We'll use the below hello world HTTPS web server written in Golang to test the server certificate issued by the BastionXP CA.

package main
import (
    "net/http"
    "log"
)
var (
	CertFilePath = "/home/bob/.bsh/tls_server.crt"
	KeyFilePath  = "/home/bob/.bsh/tls_server.key"
)
func helloHandler(w http.ResponseWriter, req *http.Request) {
    w.Write([]byte("Hello, world!\n"))
}
func main() {
    http.HandleFunc("/hello", helloHandler)
    err := http.ListenAndServeTLS(":8443", CertFilePath, KeyFilePath, nil)
    if err != nil {
        log.Fatal(err)
    }
}

Execute the above Go program using the following command:

go run https_server.go &

Now, try connecting to the above HTTPS server using the following command:

curl https://localhost:8443/hello

You'll see the following error when you run the above command.

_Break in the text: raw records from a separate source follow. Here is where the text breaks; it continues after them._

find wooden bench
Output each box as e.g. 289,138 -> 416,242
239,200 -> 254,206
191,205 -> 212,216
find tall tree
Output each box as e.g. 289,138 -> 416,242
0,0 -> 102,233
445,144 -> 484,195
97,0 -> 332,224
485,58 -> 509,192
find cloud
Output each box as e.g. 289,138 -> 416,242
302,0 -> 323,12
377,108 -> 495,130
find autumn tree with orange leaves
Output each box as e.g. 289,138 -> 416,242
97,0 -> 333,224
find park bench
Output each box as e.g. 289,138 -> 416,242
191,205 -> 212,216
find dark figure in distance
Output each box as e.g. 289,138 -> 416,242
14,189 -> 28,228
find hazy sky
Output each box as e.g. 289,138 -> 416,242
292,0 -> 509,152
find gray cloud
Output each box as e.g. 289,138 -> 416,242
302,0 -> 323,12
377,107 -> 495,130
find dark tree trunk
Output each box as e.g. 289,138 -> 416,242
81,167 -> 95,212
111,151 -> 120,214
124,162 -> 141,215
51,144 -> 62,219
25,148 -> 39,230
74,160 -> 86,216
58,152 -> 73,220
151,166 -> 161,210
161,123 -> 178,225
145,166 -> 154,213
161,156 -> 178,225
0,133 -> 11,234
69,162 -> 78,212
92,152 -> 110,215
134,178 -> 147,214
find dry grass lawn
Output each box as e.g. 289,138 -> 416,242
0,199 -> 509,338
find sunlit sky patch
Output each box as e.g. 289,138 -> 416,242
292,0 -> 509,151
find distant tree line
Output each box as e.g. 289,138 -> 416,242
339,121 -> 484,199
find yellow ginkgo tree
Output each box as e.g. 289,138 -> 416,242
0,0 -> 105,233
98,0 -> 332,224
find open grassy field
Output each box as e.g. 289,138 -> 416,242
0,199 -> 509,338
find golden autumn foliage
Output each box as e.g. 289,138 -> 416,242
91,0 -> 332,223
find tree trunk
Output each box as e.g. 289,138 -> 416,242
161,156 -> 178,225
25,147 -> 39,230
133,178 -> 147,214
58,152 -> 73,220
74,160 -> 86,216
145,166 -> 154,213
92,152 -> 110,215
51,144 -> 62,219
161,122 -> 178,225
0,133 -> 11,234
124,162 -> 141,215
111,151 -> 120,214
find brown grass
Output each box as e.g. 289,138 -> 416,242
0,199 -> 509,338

curl: (60) SSL certificate problem: unable to get local issuer certificate
More details here: https://curl.se/docs/sslcerts.html

curl failed to verify the legitimacy of the server and therefore could not
establish a secure connection to it. To learn more about this situation and
how to fix it, please visit the web page mentioned above.

This is because the curl command line utility is not aware of the BastionXP Root CA and therefore doesn't trust the server certificate issued by the CA.

To make the curl utility trust the BastionXP CA and the certificates issued by it, use the --cacert flag in the curl command and provide the CA's root certificate as shown below:

$ curl --cacert ~/.bsh/tls_root_ca.crt https://localhost:8443/hello

Hello, world!

Congratulations! You have successfully set up a private CA, generated a server certificate and used it for a HTTPS web service.